Folha de S. Paulo
01/09/2009
Andrea Murta, da redação
Cobiça por recursos de seu país ajudou Gaddafi a deixar de ser pária internacional
Ao celebrar, hoje, os 40 anos do golpe que o levou ao poder na Líbia, Muammar Gaddafi, 67, poderá se vangloriar de ter passado de "cachorro louco", como fora apelidado pelo presidente americano Ronald Reagan na década de 80, a ditador cortejado por potências mundiais, ávidas pelos recursos energéticos que abundam no território e pelo poder de investimento de um fundo soberano avaliado em US$ 70 bilhões.
Apenas neste ano, Gaddafi acumula um pedido de desculpas da Suíça -cujo governo não suportou as retaliações comerciais sofridas por prender o filho do ditador, que havia espancado um empregado em Genebra-, uma oferta de US$ 5 bilhões da Itália como compensação pelo período colonial e a libertação pela Escócia do ex-agente de inteligência Abdel Basset al Megrahi, único condenado pelo atentado de Lockerbie de 1988, no qual 270 pessoas morreram.
Mas os sucessos internacionais não escondem a realidade de um país governado com punhos de ferro, onde toda oposição é brutalmente esmagada e uma abertura democrática segue invisível no horizonte.

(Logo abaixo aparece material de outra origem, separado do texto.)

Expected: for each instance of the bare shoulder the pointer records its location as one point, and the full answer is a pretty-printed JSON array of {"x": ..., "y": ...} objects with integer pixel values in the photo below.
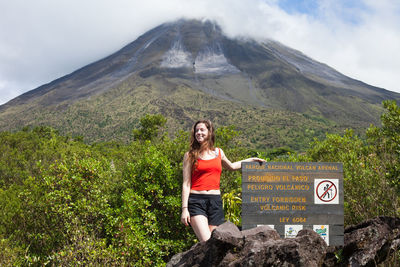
[
  {"x": 222, "y": 152},
  {"x": 186, "y": 156}
]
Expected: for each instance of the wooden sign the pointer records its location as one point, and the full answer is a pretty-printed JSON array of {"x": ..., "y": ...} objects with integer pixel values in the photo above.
[{"x": 290, "y": 196}]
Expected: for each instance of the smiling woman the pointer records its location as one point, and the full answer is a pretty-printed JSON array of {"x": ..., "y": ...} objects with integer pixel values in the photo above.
[{"x": 202, "y": 167}]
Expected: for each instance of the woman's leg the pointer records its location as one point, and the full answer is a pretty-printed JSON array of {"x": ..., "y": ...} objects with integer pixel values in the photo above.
[
  {"x": 212, "y": 227},
  {"x": 200, "y": 227}
]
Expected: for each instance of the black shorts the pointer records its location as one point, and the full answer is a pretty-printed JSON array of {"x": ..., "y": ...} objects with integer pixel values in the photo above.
[{"x": 207, "y": 205}]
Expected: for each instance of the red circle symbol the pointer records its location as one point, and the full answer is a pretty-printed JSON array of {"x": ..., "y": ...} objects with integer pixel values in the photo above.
[{"x": 329, "y": 191}]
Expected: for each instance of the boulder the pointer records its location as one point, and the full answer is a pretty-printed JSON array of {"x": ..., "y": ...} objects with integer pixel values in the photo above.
[
  {"x": 371, "y": 242},
  {"x": 366, "y": 244}
]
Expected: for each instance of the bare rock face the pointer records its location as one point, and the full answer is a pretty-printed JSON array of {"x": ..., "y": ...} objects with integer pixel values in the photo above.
[
  {"x": 366, "y": 244},
  {"x": 371, "y": 242},
  {"x": 260, "y": 246}
]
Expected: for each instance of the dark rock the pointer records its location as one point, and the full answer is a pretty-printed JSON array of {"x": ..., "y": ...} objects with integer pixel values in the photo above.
[
  {"x": 371, "y": 242},
  {"x": 366, "y": 244}
]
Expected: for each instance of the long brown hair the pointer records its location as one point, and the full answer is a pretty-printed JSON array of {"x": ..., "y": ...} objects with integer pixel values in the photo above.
[{"x": 195, "y": 147}]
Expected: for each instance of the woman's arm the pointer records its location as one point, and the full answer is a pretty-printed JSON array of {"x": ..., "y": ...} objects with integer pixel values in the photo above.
[
  {"x": 187, "y": 173},
  {"x": 227, "y": 164}
]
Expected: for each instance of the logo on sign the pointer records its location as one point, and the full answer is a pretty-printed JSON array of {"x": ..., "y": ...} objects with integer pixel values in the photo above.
[
  {"x": 292, "y": 230},
  {"x": 323, "y": 231},
  {"x": 326, "y": 191}
]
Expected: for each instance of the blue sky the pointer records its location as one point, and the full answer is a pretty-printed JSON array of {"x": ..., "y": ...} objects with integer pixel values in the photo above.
[{"x": 43, "y": 40}]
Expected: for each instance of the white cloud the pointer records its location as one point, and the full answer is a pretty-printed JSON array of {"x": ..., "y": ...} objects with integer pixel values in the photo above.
[{"x": 42, "y": 40}]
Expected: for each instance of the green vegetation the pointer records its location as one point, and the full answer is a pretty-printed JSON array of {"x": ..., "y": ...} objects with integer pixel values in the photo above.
[{"x": 67, "y": 203}]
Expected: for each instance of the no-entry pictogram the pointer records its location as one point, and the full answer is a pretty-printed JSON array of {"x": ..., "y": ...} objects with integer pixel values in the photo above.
[{"x": 326, "y": 191}]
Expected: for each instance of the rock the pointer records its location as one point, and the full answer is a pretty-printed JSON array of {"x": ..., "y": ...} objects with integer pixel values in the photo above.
[
  {"x": 371, "y": 242},
  {"x": 366, "y": 244},
  {"x": 260, "y": 246}
]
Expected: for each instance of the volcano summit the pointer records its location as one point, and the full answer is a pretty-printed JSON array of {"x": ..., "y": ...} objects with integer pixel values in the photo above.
[{"x": 188, "y": 70}]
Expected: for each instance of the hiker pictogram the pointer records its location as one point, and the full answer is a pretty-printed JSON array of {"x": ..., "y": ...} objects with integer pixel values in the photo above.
[{"x": 326, "y": 191}]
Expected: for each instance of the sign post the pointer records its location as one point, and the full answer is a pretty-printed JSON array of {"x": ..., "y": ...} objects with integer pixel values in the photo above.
[{"x": 290, "y": 196}]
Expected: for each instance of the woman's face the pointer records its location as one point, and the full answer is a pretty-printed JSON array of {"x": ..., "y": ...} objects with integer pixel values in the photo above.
[{"x": 201, "y": 132}]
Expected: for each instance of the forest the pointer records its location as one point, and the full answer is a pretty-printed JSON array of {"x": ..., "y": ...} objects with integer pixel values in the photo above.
[{"x": 65, "y": 202}]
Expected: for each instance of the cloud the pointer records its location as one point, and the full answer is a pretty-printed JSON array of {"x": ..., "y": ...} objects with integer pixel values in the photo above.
[{"x": 42, "y": 40}]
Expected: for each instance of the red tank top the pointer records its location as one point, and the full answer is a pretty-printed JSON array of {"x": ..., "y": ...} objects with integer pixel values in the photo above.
[{"x": 207, "y": 173}]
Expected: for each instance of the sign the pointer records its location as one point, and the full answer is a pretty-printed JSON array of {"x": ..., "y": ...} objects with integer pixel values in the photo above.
[
  {"x": 326, "y": 191},
  {"x": 290, "y": 196}
]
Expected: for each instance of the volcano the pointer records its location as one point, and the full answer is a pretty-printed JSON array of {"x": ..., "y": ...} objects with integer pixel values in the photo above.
[{"x": 189, "y": 69}]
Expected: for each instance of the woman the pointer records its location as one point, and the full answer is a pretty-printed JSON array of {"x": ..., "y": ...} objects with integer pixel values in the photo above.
[{"x": 201, "y": 195}]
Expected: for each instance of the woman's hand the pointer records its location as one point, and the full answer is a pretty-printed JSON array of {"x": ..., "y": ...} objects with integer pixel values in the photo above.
[
  {"x": 185, "y": 217},
  {"x": 258, "y": 160}
]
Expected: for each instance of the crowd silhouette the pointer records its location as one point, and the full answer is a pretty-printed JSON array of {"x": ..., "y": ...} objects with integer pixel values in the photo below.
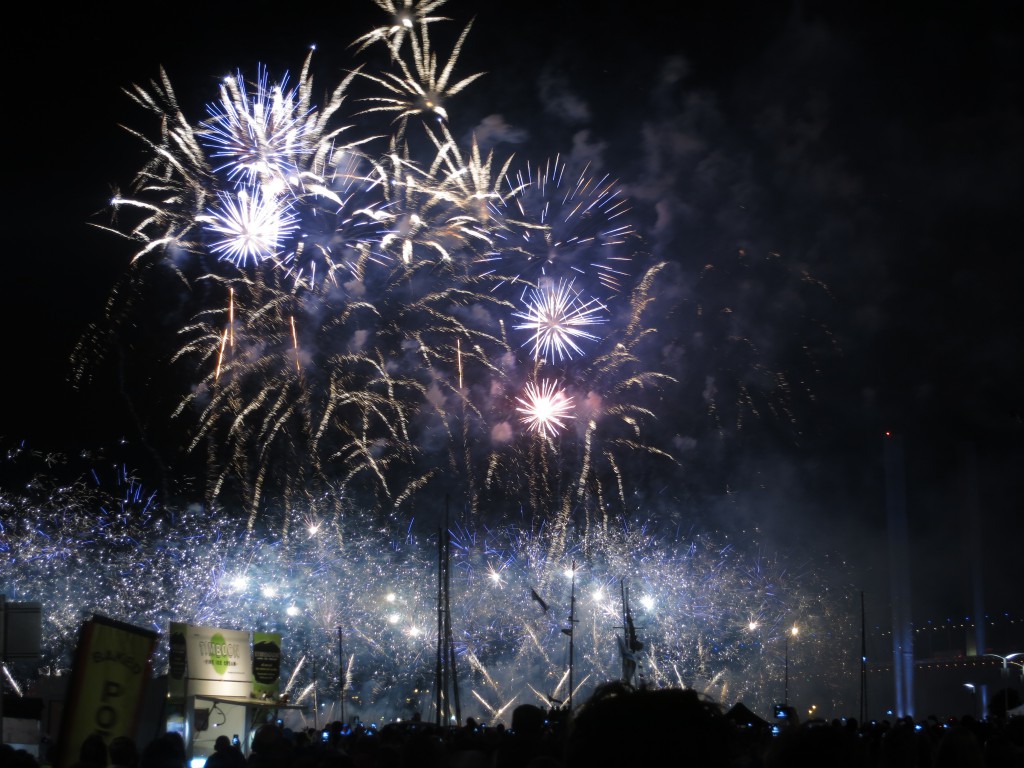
[{"x": 616, "y": 726}]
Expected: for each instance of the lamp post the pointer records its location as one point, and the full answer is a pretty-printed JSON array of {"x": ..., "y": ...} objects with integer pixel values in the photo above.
[
  {"x": 974, "y": 697},
  {"x": 1006, "y": 677},
  {"x": 785, "y": 690}
]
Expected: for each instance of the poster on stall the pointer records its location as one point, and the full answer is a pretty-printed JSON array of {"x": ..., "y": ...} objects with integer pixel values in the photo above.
[
  {"x": 110, "y": 675},
  {"x": 266, "y": 665}
]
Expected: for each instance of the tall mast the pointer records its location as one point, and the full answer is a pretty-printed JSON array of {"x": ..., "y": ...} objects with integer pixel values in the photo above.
[
  {"x": 571, "y": 632},
  {"x": 444, "y": 671}
]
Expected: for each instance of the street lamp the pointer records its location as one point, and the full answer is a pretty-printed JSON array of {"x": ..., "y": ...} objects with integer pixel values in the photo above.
[
  {"x": 785, "y": 691},
  {"x": 974, "y": 697},
  {"x": 1006, "y": 677}
]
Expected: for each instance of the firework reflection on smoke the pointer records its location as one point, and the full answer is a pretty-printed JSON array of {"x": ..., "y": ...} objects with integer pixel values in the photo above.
[
  {"x": 353, "y": 291},
  {"x": 545, "y": 408},
  {"x": 557, "y": 316},
  {"x": 694, "y": 600}
]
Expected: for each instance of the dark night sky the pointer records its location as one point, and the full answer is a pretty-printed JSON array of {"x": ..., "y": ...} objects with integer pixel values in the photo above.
[{"x": 877, "y": 151}]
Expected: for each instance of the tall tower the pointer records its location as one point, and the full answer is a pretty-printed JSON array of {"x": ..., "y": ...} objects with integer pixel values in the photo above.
[{"x": 899, "y": 574}]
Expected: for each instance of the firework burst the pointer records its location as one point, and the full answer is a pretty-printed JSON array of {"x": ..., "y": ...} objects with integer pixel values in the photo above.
[
  {"x": 557, "y": 316},
  {"x": 545, "y": 408}
]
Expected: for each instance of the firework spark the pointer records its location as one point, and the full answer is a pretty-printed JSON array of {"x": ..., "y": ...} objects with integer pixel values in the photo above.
[
  {"x": 557, "y": 316},
  {"x": 545, "y": 409}
]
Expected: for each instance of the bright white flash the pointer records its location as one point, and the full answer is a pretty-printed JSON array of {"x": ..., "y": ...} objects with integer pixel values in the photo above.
[
  {"x": 558, "y": 317},
  {"x": 258, "y": 134},
  {"x": 545, "y": 408},
  {"x": 250, "y": 225}
]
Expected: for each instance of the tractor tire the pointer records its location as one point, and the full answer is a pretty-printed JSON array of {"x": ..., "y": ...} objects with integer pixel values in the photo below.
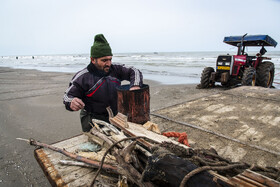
[
  {"x": 249, "y": 77},
  {"x": 205, "y": 81},
  {"x": 265, "y": 74}
]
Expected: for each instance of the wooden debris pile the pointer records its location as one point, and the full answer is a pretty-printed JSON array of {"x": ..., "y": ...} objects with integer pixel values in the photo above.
[{"x": 136, "y": 156}]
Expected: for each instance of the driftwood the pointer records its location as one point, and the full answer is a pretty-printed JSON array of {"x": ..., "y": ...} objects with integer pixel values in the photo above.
[
  {"x": 108, "y": 168},
  {"x": 75, "y": 163},
  {"x": 124, "y": 168}
]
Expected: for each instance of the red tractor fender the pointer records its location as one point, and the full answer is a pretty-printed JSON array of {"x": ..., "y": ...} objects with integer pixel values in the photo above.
[{"x": 239, "y": 61}]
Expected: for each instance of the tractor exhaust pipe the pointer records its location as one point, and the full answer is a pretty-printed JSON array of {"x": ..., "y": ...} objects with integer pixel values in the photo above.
[{"x": 240, "y": 45}]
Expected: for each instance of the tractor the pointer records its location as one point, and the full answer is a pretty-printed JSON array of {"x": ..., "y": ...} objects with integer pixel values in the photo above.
[{"x": 232, "y": 70}]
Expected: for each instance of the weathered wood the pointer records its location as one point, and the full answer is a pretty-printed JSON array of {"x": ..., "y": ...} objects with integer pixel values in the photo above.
[
  {"x": 260, "y": 178},
  {"x": 106, "y": 167}
]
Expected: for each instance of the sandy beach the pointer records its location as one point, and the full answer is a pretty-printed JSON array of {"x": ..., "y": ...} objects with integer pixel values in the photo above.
[{"x": 31, "y": 107}]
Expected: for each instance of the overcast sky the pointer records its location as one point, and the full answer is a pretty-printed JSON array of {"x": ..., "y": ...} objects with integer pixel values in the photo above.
[{"x": 34, "y": 27}]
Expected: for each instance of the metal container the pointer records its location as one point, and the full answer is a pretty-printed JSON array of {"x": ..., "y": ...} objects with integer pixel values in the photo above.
[{"x": 134, "y": 104}]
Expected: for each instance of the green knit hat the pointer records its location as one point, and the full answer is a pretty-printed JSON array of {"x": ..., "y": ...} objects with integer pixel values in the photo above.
[{"x": 100, "y": 47}]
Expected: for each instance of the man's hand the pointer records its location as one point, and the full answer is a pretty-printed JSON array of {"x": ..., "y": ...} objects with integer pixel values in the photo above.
[
  {"x": 77, "y": 104},
  {"x": 135, "y": 88}
]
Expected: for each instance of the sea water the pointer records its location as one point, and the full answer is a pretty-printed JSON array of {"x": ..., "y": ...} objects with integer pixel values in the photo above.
[{"x": 164, "y": 67}]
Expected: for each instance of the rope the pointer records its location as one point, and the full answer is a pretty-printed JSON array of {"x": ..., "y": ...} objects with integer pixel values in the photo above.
[{"x": 182, "y": 137}]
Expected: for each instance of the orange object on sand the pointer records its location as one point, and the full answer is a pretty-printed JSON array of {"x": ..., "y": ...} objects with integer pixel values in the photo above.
[{"x": 182, "y": 137}]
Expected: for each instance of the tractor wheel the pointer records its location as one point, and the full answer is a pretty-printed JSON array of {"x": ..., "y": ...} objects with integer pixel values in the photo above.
[
  {"x": 265, "y": 74},
  {"x": 249, "y": 77},
  {"x": 205, "y": 81}
]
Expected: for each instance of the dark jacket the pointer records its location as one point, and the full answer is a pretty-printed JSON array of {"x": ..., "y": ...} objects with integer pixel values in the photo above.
[{"x": 98, "y": 90}]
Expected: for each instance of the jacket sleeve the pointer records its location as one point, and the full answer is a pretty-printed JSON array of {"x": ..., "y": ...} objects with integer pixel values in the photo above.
[
  {"x": 74, "y": 90},
  {"x": 130, "y": 74}
]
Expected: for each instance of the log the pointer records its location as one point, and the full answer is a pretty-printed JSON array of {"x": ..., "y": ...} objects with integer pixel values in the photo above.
[{"x": 108, "y": 168}]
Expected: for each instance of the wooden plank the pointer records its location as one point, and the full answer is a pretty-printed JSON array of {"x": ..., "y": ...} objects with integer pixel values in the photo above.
[
  {"x": 87, "y": 179},
  {"x": 253, "y": 182},
  {"x": 239, "y": 182},
  {"x": 57, "y": 174},
  {"x": 48, "y": 168}
]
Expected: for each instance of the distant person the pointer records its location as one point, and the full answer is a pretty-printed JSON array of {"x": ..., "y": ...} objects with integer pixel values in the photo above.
[{"x": 93, "y": 89}]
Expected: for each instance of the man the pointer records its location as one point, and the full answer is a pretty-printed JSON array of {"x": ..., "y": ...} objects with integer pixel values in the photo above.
[{"x": 94, "y": 88}]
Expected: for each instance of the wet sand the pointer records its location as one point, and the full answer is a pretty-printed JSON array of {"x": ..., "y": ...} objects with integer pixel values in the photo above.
[{"x": 31, "y": 107}]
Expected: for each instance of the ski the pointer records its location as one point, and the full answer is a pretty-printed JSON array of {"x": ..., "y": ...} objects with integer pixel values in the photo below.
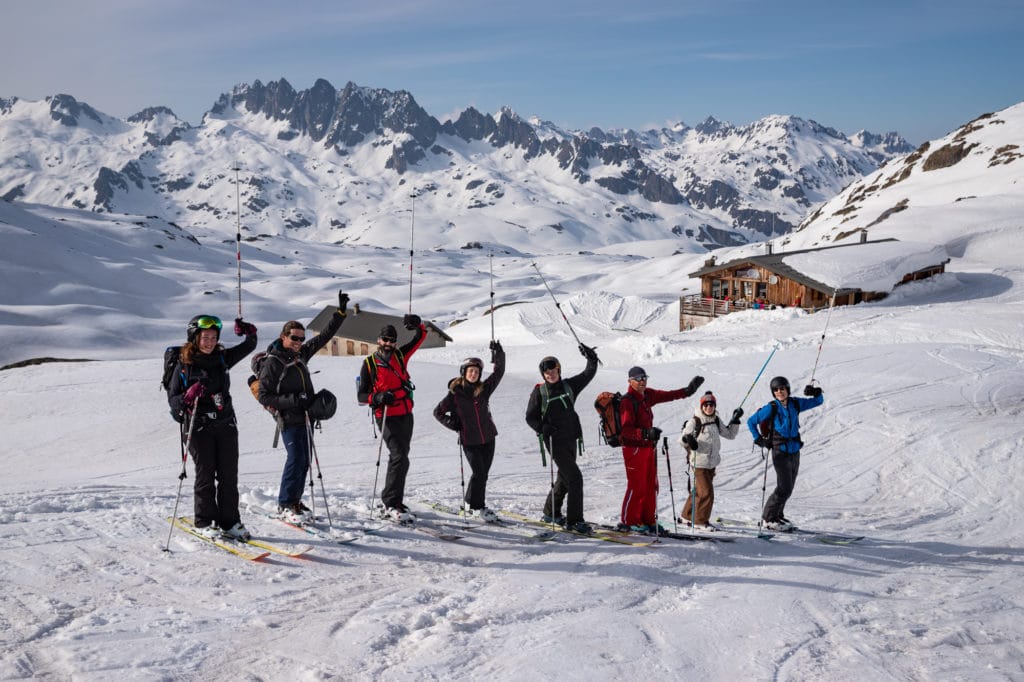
[
  {"x": 823, "y": 537},
  {"x": 506, "y": 524},
  {"x": 237, "y": 548},
  {"x": 598, "y": 533},
  {"x": 346, "y": 535},
  {"x": 695, "y": 537}
]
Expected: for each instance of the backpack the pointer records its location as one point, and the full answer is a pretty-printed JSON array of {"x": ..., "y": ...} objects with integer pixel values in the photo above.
[
  {"x": 547, "y": 399},
  {"x": 171, "y": 355},
  {"x": 608, "y": 407}
]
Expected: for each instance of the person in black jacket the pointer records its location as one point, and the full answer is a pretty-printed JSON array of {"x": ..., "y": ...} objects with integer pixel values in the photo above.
[
  {"x": 552, "y": 415},
  {"x": 286, "y": 386},
  {"x": 199, "y": 390},
  {"x": 465, "y": 409}
]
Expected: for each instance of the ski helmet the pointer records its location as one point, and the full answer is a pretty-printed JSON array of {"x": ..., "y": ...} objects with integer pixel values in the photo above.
[
  {"x": 468, "y": 363},
  {"x": 202, "y": 322},
  {"x": 550, "y": 363}
]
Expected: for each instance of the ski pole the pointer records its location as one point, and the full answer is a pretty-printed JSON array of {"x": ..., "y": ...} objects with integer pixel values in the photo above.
[
  {"x": 755, "y": 383},
  {"x": 559, "y": 306},
  {"x": 380, "y": 449},
  {"x": 832, "y": 304},
  {"x": 412, "y": 232},
  {"x": 181, "y": 477},
  {"x": 672, "y": 493},
  {"x": 238, "y": 232},
  {"x": 462, "y": 475},
  {"x": 320, "y": 474},
  {"x": 492, "y": 261}
]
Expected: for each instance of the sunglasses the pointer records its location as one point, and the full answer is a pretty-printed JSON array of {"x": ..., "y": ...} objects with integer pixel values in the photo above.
[{"x": 209, "y": 322}]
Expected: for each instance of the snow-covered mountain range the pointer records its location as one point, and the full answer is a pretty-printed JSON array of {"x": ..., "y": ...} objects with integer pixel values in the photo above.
[{"x": 338, "y": 166}]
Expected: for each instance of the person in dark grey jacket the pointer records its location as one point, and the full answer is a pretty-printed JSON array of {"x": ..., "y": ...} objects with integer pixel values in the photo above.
[
  {"x": 286, "y": 386},
  {"x": 465, "y": 409},
  {"x": 552, "y": 414},
  {"x": 199, "y": 389}
]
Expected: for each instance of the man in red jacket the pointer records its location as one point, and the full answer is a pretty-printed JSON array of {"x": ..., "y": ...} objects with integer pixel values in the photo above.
[
  {"x": 640, "y": 436},
  {"x": 385, "y": 384}
]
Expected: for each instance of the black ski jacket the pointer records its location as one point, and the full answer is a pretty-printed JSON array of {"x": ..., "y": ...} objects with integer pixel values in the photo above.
[
  {"x": 212, "y": 371},
  {"x": 285, "y": 383},
  {"x": 466, "y": 407}
]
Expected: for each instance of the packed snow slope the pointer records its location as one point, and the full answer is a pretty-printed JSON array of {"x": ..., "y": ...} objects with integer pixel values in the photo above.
[{"x": 914, "y": 448}]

A retirada do país da condição de pária começou no final dos anos 1990, quando Gaddafi, antigo patrocinador de movimentos radicais como o IRA, concordou em enviar Megrahi e outro suspeito pelo atentado de Lockerbie para julgamento na Holanda. Mais tarde, o governo líbio assumiu responsabilidade pelo ocorrido e indenizou as famílias das vítimas.
O processo se acelerou após o 11 de Setembro, quando Gaddafi ficou ao lado dos EUA na "guerra ao terror" do ex-presidente George W. Bush (2001-2009). Ele concordou em se livrar de seu programa nuclear e foi usado por Bush como exemplo de que sua estratégia internacional poderia dar certo.
"Estávamos todos esperando que os EUA, especialmente, tentariam algum tipo de troca pelo retorno do país ao palco internacional, exigindo mais direitos humanos e boa governança. Mas não houve nada", afirmou à Folha Yahia Zoubir, analista internacional especialista em norte da África.
"Os países desenvolvidos veem um mercado gigantesco, onde há muito a ser feito em infraestrutura. O petróleo local é um dos melhores do mundo em termos de custo-benefício, e há muito gás natural disponível. Tudo isso patrocina uma "realpolitik'", diz Zoubir.
Não se nega que o sistema de Estado que Gaddafi impôs no país, que mistura socialismo e islã, garantiu educação, saúde e moradia populares. Mas os salários continuam muito baixos, e o governo ainda é o principal provedor de empregos.
Para Ali Ahmida, diretor de ciência política da Universidade da Nova Inglaterra (nos EUA), "se não fosse pelo petróleo, a Líbia seria a Cuba da África". "Instituições públicas estão terrivelmente decadentes, a população viveu em isolamento por muito tempo, e há um medo muito grande de permitir qualquer debate real."
Os governos podem se dobrar a interesses econômicos, mas ainda têm de lidar com uma opinião pública contrária a Gaddafi. Os EUA estão enfrentando dificuldades para achar um local onde hospedar o ditador durante a Assembleia Geral da ONU, neste mês.